Compito di Italiano di Alissa Peron

1. Evidenzia le differenze tra fabula e intreccio.

1. Nel racconto fabula e intreccio coincidono solo in rari casi. Infatti si fonda soprattutto su racconti di persone che parlano del loro vissuto, che commentano fatti avvenuti in quegli stessi luoghi prima del viaggio, o su ricordi. Perciò è frequentissimo l’uso della tecnica del flash back.

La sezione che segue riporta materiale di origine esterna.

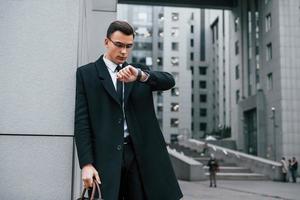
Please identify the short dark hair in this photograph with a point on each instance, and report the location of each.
(122, 26)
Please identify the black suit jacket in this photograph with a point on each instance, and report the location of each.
(99, 130)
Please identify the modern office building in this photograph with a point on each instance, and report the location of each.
(265, 104)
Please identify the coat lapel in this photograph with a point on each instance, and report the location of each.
(106, 79)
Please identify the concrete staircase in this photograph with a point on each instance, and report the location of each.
(228, 171)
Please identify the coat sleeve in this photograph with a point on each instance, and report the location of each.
(158, 80)
(82, 128)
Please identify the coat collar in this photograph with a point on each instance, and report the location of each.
(107, 82)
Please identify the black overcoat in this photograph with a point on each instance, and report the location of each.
(99, 130)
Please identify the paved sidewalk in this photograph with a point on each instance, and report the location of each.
(240, 190)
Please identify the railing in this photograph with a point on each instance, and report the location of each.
(185, 167)
(269, 168)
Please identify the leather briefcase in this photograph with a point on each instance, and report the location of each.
(92, 195)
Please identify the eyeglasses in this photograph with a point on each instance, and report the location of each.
(121, 45)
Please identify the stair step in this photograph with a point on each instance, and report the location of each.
(239, 176)
(231, 169)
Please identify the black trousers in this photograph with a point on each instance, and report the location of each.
(131, 187)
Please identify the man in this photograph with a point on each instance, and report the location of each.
(117, 135)
(213, 168)
(284, 169)
(294, 169)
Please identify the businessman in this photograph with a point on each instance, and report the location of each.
(118, 139)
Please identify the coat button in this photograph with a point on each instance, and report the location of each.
(119, 147)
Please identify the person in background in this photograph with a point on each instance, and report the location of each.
(213, 168)
(284, 169)
(294, 169)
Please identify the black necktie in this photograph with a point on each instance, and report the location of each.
(119, 86)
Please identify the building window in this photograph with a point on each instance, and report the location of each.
(175, 91)
(175, 61)
(174, 122)
(237, 72)
(175, 46)
(236, 24)
(268, 22)
(203, 112)
(191, 56)
(160, 45)
(161, 33)
(269, 51)
(202, 84)
(192, 42)
(236, 47)
(203, 98)
(174, 107)
(202, 127)
(270, 81)
(175, 16)
(143, 46)
(237, 96)
(161, 16)
(202, 70)
(175, 76)
(174, 31)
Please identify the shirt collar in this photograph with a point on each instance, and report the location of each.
(110, 64)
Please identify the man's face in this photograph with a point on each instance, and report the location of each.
(118, 47)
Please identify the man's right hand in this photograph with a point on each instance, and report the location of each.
(88, 173)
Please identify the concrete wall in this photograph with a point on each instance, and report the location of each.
(42, 43)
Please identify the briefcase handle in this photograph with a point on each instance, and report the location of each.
(92, 197)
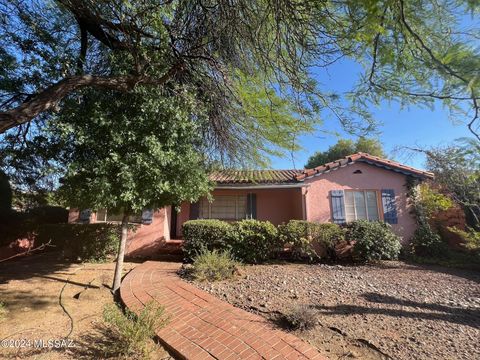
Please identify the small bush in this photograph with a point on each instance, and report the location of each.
(373, 241)
(309, 240)
(85, 242)
(471, 238)
(255, 241)
(202, 235)
(427, 243)
(301, 317)
(214, 265)
(133, 331)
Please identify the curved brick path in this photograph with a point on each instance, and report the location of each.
(204, 327)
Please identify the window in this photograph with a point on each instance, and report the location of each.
(104, 216)
(361, 205)
(224, 207)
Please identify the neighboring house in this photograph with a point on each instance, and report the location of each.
(359, 186)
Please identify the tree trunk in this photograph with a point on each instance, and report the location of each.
(121, 254)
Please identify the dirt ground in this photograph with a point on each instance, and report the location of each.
(393, 310)
(48, 299)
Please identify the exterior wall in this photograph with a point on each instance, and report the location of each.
(274, 205)
(318, 207)
(147, 240)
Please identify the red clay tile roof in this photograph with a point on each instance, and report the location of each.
(255, 176)
(226, 177)
(367, 158)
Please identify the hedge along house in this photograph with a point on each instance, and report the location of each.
(359, 186)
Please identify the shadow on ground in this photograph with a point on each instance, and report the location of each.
(463, 316)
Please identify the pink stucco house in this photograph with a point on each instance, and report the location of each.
(359, 186)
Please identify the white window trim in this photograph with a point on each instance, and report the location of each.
(104, 220)
(364, 191)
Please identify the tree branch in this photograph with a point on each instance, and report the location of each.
(48, 98)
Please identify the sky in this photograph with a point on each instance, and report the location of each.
(413, 127)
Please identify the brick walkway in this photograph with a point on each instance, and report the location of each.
(204, 327)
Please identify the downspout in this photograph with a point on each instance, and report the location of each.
(304, 202)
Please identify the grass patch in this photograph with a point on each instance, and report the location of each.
(132, 331)
(213, 265)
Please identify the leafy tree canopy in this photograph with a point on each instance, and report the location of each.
(457, 170)
(345, 147)
(128, 152)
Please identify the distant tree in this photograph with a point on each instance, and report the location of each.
(129, 152)
(345, 147)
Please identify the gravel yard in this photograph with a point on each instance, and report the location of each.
(391, 310)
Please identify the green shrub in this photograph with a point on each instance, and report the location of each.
(310, 240)
(214, 265)
(373, 241)
(255, 241)
(3, 310)
(85, 242)
(132, 331)
(202, 235)
(471, 238)
(427, 243)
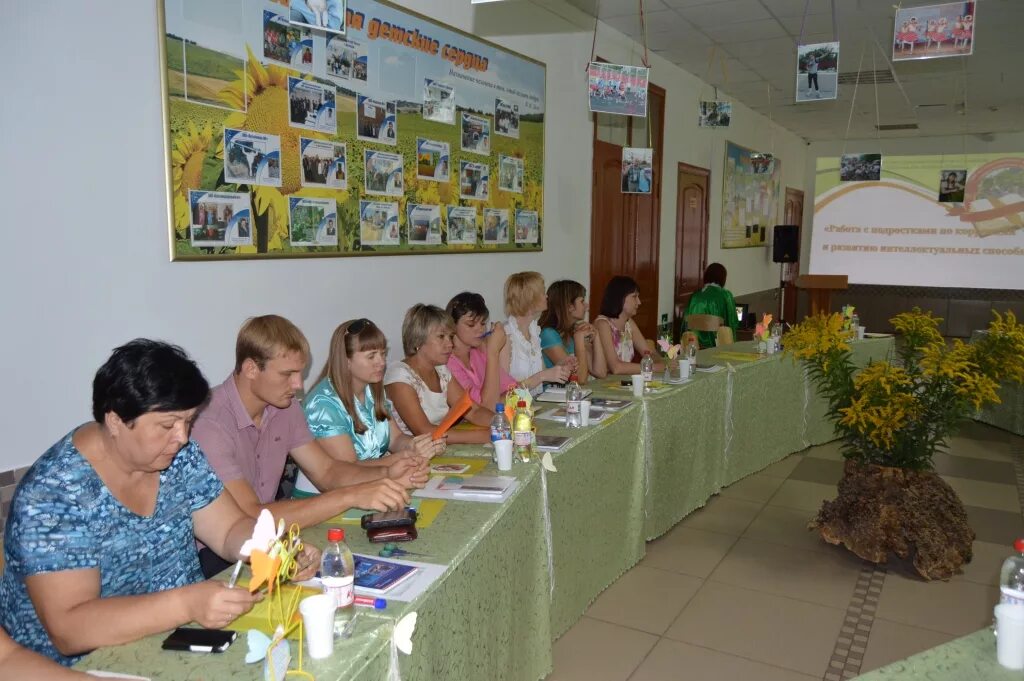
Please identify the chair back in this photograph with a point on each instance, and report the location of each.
(724, 336)
(704, 322)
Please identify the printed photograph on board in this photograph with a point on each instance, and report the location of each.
(438, 101)
(312, 221)
(220, 218)
(311, 105)
(379, 223)
(928, 32)
(473, 180)
(287, 43)
(526, 230)
(475, 134)
(506, 118)
(432, 160)
(324, 164)
(817, 72)
(860, 167)
(617, 88)
(462, 224)
(951, 185)
(376, 121)
(496, 225)
(510, 171)
(424, 223)
(252, 158)
(346, 60)
(382, 173)
(325, 14)
(715, 114)
(638, 173)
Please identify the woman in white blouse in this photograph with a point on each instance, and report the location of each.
(525, 299)
(420, 387)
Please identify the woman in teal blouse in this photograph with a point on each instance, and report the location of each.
(715, 299)
(347, 410)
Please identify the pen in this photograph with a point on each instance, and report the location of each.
(235, 575)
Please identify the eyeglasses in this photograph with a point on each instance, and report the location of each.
(357, 326)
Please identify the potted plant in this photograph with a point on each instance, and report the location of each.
(892, 418)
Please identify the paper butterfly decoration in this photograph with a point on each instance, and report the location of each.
(275, 652)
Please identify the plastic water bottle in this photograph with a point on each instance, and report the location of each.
(338, 575)
(522, 432)
(500, 426)
(647, 367)
(1012, 577)
(573, 394)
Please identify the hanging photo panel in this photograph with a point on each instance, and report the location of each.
(817, 72)
(934, 31)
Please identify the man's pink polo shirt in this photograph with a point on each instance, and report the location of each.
(237, 449)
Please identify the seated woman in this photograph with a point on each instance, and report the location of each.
(566, 333)
(524, 301)
(620, 336)
(102, 527)
(351, 383)
(421, 387)
(475, 360)
(715, 299)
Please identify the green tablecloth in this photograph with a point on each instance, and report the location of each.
(968, 658)
(629, 478)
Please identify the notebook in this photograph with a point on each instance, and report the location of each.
(379, 577)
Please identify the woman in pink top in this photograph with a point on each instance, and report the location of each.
(474, 362)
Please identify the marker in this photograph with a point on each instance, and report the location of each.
(370, 601)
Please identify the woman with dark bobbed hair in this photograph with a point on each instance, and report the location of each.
(102, 527)
(715, 299)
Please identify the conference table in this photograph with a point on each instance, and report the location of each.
(519, 573)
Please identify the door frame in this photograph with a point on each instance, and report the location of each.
(677, 284)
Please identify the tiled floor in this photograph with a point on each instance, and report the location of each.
(741, 590)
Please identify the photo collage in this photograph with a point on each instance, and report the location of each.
(360, 162)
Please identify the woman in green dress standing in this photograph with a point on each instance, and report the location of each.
(715, 299)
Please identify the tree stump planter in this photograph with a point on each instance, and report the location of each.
(913, 514)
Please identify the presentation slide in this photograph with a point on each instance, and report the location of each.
(953, 220)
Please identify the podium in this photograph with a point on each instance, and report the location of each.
(820, 287)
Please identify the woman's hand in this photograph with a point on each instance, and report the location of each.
(306, 562)
(214, 605)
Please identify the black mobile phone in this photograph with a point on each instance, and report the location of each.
(400, 518)
(199, 640)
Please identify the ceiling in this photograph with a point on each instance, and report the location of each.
(754, 47)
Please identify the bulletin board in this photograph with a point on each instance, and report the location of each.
(388, 134)
(751, 187)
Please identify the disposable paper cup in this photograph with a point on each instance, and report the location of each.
(1010, 635)
(503, 454)
(317, 624)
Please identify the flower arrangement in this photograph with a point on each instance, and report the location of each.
(899, 413)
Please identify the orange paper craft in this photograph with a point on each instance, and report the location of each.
(264, 570)
(455, 414)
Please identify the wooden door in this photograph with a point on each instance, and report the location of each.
(626, 227)
(691, 236)
(794, 215)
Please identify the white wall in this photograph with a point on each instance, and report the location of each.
(83, 193)
(950, 144)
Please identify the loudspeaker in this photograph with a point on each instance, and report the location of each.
(785, 247)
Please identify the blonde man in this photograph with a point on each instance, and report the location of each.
(253, 423)
(525, 299)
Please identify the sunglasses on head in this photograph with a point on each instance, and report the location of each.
(357, 326)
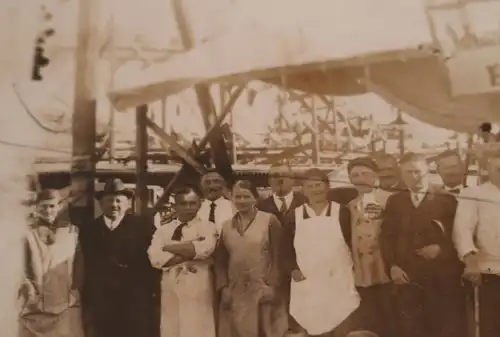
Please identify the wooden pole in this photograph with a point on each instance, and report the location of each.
(314, 134)
(84, 114)
(141, 152)
(164, 118)
(18, 31)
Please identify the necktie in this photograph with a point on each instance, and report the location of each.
(177, 235)
(283, 207)
(211, 216)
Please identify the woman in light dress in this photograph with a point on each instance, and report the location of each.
(248, 273)
(50, 293)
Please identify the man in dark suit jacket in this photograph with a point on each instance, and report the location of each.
(420, 257)
(118, 275)
(282, 203)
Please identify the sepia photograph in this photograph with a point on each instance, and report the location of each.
(250, 168)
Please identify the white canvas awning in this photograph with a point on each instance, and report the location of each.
(323, 49)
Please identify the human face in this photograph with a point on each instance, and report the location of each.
(187, 206)
(49, 209)
(363, 178)
(281, 180)
(494, 171)
(451, 170)
(114, 206)
(212, 184)
(315, 190)
(388, 172)
(415, 175)
(243, 199)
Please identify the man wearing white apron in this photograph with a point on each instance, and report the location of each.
(323, 292)
(182, 249)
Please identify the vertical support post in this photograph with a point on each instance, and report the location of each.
(84, 114)
(164, 118)
(314, 135)
(113, 67)
(402, 134)
(18, 32)
(141, 151)
(336, 126)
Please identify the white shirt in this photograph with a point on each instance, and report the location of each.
(417, 197)
(288, 200)
(449, 189)
(477, 228)
(224, 210)
(112, 224)
(186, 288)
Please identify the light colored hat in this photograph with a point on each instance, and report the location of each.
(296, 334)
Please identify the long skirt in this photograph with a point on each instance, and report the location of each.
(66, 324)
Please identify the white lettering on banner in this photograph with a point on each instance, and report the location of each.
(475, 71)
(469, 36)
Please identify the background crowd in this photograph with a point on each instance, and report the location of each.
(394, 255)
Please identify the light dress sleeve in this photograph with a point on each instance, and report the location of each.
(205, 246)
(161, 237)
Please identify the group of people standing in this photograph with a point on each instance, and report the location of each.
(394, 255)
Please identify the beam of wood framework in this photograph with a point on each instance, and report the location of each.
(205, 100)
(141, 168)
(202, 145)
(84, 115)
(167, 141)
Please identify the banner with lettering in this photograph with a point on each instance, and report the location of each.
(468, 32)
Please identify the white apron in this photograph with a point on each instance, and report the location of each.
(328, 294)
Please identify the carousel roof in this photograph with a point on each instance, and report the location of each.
(383, 47)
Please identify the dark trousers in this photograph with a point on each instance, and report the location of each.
(377, 309)
(430, 308)
(489, 306)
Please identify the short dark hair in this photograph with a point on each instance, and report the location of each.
(185, 190)
(247, 185)
(212, 170)
(412, 157)
(486, 127)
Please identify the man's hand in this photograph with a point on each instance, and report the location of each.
(225, 298)
(374, 211)
(398, 275)
(429, 252)
(268, 295)
(297, 276)
(472, 272)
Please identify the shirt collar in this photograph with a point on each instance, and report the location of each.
(459, 187)
(288, 198)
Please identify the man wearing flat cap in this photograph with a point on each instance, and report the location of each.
(416, 243)
(118, 288)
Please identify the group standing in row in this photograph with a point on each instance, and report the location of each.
(387, 256)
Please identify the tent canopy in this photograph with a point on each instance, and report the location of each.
(384, 47)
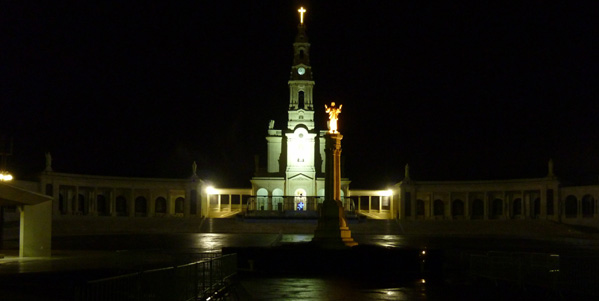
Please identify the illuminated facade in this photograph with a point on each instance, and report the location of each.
(293, 182)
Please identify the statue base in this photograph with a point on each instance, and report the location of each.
(332, 230)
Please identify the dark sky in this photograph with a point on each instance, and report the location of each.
(458, 91)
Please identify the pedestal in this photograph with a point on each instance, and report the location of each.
(332, 230)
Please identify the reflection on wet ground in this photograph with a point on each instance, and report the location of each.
(286, 286)
(290, 288)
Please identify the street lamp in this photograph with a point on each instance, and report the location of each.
(5, 176)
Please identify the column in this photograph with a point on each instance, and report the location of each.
(131, 208)
(112, 202)
(486, 205)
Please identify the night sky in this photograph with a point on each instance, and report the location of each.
(458, 91)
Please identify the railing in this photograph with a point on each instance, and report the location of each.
(200, 279)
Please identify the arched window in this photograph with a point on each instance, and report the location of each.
(262, 199)
(193, 204)
(537, 207)
(588, 206)
(277, 199)
(300, 99)
(141, 206)
(81, 204)
(571, 206)
(179, 205)
(160, 206)
(457, 208)
(101, 205)
(419, 207)
(62, 206)
(121, 206)
(478, 209)
(438, 208)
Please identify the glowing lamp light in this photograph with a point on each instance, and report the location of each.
(5, 176)
(211, 190)
(301, 11)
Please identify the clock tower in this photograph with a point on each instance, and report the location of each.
(294, 176)
(301, 83)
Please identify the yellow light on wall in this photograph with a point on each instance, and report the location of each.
(5, 176)
(211, 190)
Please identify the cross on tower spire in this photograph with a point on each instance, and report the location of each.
(301, 11)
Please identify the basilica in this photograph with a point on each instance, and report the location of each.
(292, 183)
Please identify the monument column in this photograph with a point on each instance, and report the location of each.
(332, 230)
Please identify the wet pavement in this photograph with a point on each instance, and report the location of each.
(92, 257)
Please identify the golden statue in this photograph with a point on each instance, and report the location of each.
(333, 116)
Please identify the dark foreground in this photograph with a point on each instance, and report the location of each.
(275, 267)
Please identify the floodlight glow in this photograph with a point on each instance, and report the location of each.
(5, 177)
(211, 190)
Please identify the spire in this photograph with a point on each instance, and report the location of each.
(301, 83)
(302, 10)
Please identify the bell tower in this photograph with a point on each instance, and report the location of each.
(301, 83)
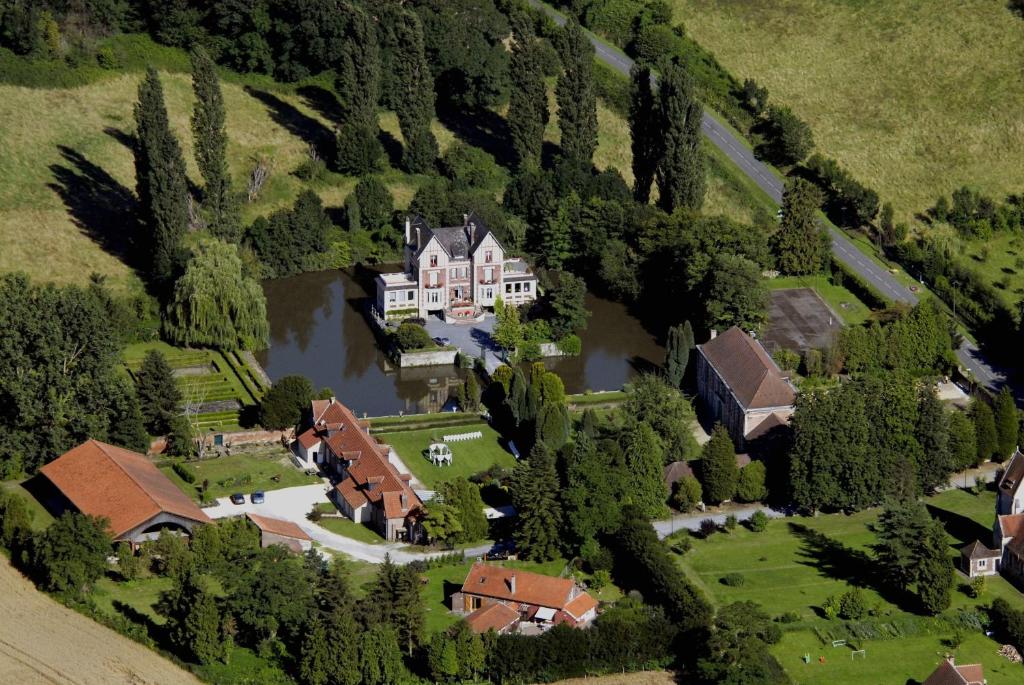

L’autore inizia con un ricordo di gioventù di un suo viaggio per mare e del suo primo incontro con dei balenieri. Si trova all’aeroporto e sta per intraprendere un viaggio in Cile, il suo paese natale, poiché vi è stato chiamato da una corrispondente di Greenpeace. Mentre attende l’aereo rievoca immagini di anni prima legate a quei luoghi. Le sue impressioni sulla caccia alle balene sono piuttosto negative ed è subito chiaro che il giovane ama il mare e la vita del marinaio, ma si adopererà per la difesa dell’ecosistema marino e non ne sarà causa di rovina. I suoi compagni di viaggio comprendono le sue impressioni e dimostrano di capire che l’ambiente marino è in pericolo e che è necessario tutelare i suoi abitanti.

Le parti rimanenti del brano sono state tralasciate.